I realised that clear, engaging visuals could change the way others understood and connected with my research. Since then, creating my own illustrations and graphics has become a key part of how I present my work, and also helps me brainstorm new ideas for upcoming experiments. Every time I create an illustration, I am trying to build a bridge between the invisible molecular world and the people who are curious to explore it.

Looking Forward: What’s next in your research journey? If you could fast-forward to 2025 and beyond, what milestone or discovery would you most hope to achieve?

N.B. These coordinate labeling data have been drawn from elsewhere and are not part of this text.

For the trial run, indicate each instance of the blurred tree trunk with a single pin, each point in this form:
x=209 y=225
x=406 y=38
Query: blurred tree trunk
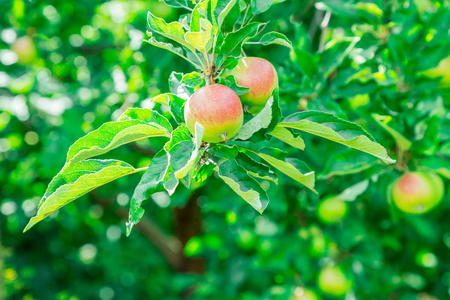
x=2 y=286
x=188 y=222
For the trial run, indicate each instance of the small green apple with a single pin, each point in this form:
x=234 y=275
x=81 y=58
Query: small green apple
x=333 y=281
x=417 y=192
x=442 y=70
x=218 y=109
x=304 y=294
x=332 y=210
x=25 y=50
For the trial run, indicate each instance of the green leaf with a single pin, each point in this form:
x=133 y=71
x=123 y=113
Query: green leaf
x=275 y=38
x=445 y=149
x=232 y=44
x=175 y=104
x=347 y=162
x=196 y=153
x=403 y=143
x=288 y=169
x=167 y=46
x=244 y=185
x=305 y=62
x=178 y=87
x=286 y=136
x=179 y=150
x=133 y=125
x=178 y=3
x=260 y=6
x=151 y=182
x=338 y=130
x=201 y=40
x=230 y=82
x=173 y=31
x=225 y=151
x=77 y=180
x=204 y=171
x=220 y=9
x=193 y=79
x=256 y=169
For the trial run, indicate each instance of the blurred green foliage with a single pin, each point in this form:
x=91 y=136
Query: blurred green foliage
x=69 y=66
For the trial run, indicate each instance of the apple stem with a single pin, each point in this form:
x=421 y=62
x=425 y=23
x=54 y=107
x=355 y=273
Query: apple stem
x=224 y=137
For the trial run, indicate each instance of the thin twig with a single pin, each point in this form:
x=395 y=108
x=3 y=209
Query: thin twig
x=169 y=246
x=2 y=287
x=245 y=15
x=318 y=15
x=324 y=27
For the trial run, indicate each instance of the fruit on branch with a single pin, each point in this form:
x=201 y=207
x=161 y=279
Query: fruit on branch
x=332 y=210
x=25 y=49
x=417 y=192
x=304 y=294
x=333 y=281
x=218 y=109
x=260 y=76
x=442 y=70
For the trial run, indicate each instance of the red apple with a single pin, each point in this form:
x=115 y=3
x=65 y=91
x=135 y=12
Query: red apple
x=417 y=192
x=25 y=50
x=218 y=109
x=260 y=76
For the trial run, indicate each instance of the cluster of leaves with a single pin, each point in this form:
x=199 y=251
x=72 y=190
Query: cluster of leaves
x=209 y=40
x=375 y=52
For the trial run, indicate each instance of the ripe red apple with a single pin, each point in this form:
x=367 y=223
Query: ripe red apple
x=332 y=210
x=218 y=109
x=260 y=76
x=417 y=192
x=25 y=50
x=333 y=281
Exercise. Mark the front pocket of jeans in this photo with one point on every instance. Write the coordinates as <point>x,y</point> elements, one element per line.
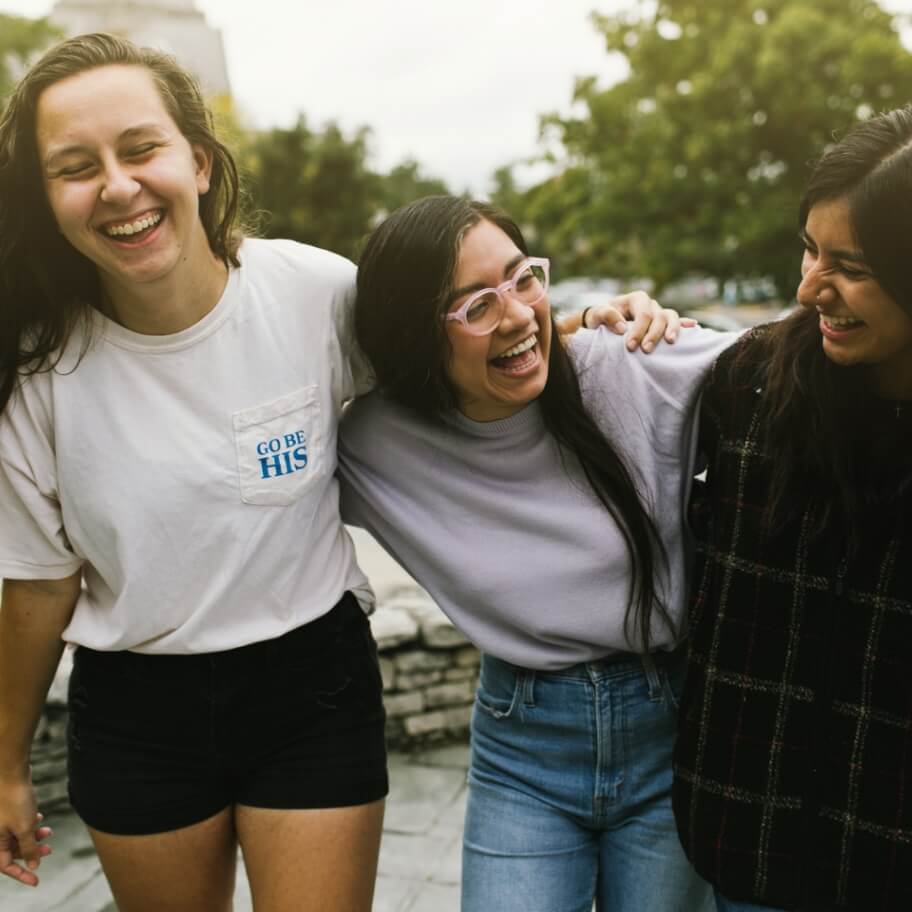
<point>495,696</point>
<point>279,449</point>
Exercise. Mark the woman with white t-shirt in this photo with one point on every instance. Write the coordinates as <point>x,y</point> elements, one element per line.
<point>167,448</point>
<point>169,396</point>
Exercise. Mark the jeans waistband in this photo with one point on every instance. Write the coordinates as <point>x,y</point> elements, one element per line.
<point>618,664</point>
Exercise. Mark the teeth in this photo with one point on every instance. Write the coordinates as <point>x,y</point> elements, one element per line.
<point>519,349</point>
<point>841,322</point>
<point>134,227</point>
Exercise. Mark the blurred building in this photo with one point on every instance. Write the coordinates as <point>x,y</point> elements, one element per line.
<point>175,26</point>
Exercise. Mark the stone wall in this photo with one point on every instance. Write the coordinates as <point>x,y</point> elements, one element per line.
<point>429,676</point>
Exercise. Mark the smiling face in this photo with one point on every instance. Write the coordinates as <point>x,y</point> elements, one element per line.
<point>496,375</point>
<point>122,181</point>
<point>859,322</point>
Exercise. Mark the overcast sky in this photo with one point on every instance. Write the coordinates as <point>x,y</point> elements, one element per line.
<point>458,86</point>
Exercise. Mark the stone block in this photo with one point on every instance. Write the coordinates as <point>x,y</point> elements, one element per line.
<point>418,679</point>
<point>387,673</point>
<point>467,657</point>
<point>426,724</point>
<point>437,630</point>
<point>421,660</point>
<point>392,627</point>
<point>461,674</point>
<point>404,704</point>
<point>458,718</point>
<point>452,694</point>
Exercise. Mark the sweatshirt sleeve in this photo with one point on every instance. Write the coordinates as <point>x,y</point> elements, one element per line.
<point>673,374</point>
<point>33,540</point>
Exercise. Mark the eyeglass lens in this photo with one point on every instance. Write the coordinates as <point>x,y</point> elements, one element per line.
<point>528,285</point>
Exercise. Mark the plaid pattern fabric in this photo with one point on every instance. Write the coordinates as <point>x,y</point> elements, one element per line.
<point>793,768</point>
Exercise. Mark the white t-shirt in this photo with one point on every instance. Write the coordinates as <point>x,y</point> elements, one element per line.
<point>191,475</point>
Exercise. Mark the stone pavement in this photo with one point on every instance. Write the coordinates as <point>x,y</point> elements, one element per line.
<point>419,855</point>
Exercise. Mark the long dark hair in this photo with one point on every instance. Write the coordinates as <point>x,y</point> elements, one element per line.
<point>819,414</point>
<point>405,275</point>
<point>46,286</point>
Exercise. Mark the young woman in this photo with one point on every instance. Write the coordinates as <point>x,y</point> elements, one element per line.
<point>794,763</point>
<point>168,406</point>
<point>536,493</point>
<point>167,448</point>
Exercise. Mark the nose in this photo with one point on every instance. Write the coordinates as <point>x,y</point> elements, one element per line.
<point>119,186</point>
<point>516,313</point>
<point>813,288</point>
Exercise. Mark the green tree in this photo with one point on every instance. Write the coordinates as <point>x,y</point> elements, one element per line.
<point>20,40</point>
<point>316,186</point>
<point>406,182</point>
<point>312,186</point>
<point>695,162</point>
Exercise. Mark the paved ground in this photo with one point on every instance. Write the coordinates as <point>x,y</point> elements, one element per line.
<point>419,856</point>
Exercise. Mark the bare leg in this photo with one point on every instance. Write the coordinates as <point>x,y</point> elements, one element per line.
<point>312,860</point>
<point>186,870</point>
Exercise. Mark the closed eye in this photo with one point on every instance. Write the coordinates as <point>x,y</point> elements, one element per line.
<point>138,151</point>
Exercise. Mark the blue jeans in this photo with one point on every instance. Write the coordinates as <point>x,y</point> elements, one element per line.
<point>569,791</point>
<point>732,905</point>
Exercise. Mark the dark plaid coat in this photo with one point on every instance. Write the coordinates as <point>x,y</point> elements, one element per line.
<point>793,768</point>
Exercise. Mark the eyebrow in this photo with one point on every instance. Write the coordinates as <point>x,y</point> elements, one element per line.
<point>77,149</point>
<point>478,286</point>
<point>855,256</point>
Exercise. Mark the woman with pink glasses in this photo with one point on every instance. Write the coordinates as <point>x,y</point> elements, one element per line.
<point>535,490</point>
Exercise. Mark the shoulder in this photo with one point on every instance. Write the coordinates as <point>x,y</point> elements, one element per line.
<point>280,257</point>
<point>742,364</point>
<point>673,372</point>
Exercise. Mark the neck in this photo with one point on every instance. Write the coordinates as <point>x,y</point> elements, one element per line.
<point>169,304</point>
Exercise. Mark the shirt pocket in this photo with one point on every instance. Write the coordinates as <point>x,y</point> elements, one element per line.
<point>279,448</point>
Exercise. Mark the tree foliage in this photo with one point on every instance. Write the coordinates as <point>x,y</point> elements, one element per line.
<point>20,40</point>
<point>315,186</point>
<point>695,162</point>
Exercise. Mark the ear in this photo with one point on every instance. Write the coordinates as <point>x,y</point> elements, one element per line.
<point>202,160</point>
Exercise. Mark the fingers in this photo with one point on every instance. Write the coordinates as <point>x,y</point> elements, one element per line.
<point>606,315</point>
<point>673,327</point>
<point>11,869</point>
<point>29,850</point>
<point>648,325</point>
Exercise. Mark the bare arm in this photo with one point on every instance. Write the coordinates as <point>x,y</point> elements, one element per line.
<point>650,321</point>
<point>33,615</point>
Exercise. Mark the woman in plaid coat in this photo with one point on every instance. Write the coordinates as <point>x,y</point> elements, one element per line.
<point>793,784</point>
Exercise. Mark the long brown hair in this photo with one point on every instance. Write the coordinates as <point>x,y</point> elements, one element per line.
<point>818,414</point>
<point>405,275</point>
<point>46,286</point>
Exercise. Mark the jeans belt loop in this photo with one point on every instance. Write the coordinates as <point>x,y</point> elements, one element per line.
<point>652,676</point>
<point>528,687</point>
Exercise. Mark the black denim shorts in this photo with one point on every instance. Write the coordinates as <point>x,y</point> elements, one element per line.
<point>160,742</point>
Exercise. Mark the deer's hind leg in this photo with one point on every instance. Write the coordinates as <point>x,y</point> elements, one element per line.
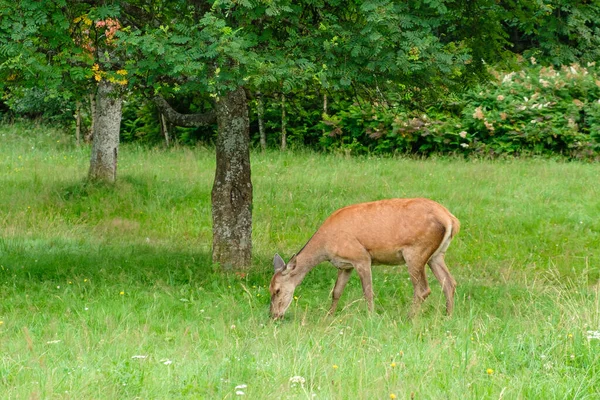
<point>440,270</point>
<point>416,260</point>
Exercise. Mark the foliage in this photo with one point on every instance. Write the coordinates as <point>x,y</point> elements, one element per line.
<point>109,292</point>
<point>535,110</point>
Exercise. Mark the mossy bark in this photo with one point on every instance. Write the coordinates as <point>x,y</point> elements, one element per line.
<point>232,189</point>
<point>105,137</point>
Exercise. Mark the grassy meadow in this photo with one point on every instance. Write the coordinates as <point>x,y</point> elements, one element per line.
<point>109,292</point>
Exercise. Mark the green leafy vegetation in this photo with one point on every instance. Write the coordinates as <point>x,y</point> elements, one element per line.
<point>109,291</point>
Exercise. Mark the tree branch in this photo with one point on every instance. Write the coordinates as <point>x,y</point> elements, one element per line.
<point>186,120</point>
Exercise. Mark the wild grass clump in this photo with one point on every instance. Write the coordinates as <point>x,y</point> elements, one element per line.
<point>109,292</point>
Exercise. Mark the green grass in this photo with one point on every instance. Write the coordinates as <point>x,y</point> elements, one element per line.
<point>92,277</point>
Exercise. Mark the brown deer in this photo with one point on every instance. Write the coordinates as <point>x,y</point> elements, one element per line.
<point>391,232</point>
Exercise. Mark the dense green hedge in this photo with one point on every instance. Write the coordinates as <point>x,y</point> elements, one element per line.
<point>537,110</point>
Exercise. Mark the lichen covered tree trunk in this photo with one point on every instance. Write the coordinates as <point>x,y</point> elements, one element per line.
<point>105,136</point>
<point>232,189</point>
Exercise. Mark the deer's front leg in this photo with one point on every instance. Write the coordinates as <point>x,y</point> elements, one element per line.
<point>338,289</point>
<point>364,272</point>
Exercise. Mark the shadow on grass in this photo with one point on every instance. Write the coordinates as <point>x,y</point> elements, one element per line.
<point>25,262</point>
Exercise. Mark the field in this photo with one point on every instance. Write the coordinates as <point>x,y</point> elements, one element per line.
<point>109,292</point>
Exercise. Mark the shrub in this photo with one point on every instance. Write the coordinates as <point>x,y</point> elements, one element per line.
<point>537,110</point>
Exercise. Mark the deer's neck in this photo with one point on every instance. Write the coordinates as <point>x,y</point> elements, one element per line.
<point>308,257</point>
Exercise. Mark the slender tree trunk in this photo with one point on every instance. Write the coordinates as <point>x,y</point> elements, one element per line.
<point>78,123</point>
<point>232,189</point>
<point>260,110</point>
<point>164,127</point>
<point>283,124</point>
<point>105,145</point>
<point>88,137</point>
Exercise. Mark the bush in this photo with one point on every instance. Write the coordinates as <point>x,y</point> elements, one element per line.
<point>537,110</point>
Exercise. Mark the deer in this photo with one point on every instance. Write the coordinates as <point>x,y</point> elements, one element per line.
<point>415,232</point>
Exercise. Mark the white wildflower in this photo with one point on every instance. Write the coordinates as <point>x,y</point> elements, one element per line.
<point>593,334</point>
<point>294,380</point>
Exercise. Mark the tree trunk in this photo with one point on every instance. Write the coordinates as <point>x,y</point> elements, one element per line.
<point>283,124</point>
<point>78,123</point>
<point>88,137</point>
<point>164,127</point>
<point>232,189</point>
<point>105,145</point>
<point>260,110</point>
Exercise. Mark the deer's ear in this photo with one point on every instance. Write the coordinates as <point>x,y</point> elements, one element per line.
<point>278,263</point>
<point>291,265</point>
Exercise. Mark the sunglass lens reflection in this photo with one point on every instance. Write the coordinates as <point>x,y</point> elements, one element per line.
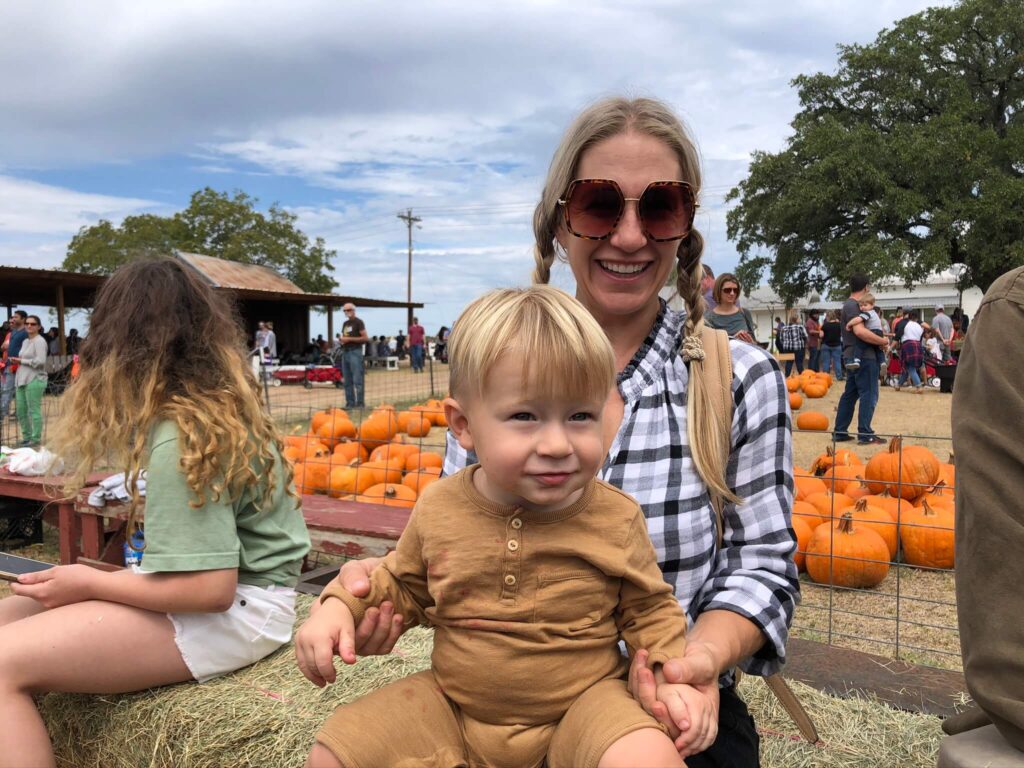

For next year, I am very excited to see where my projects and research will take me. I usually have an idea and a rough plan, but sometimes it’s not you who decides where to go next. You can plan the most detailed experiments, but often you will spend the year doing something you never anticipated. This unpredictability can be fun, you never know where you’ll end up—and this openness towards different research journeys often leads to unexpected, fortunate discoveries! But so far, I am looking forward to shifting my focus more towards vacuoles (organelles inside the cells of plants) and how their morphology is affected by the signals perceived and integrated at the cell surface. Vacuoles have a great influence on root growth in general and this is an aspect of my project that I really enjoy working on.

Outside of research, I’m excited to see what new skills I’ll pick up next year. This year, I learned how to bake sourdough bread as a way to unwind after work, and it turned out to be a lovely and rewarding experience. I’m curious what next year’s small personal project will be—it’s the little things that bring balance and joy to the journey.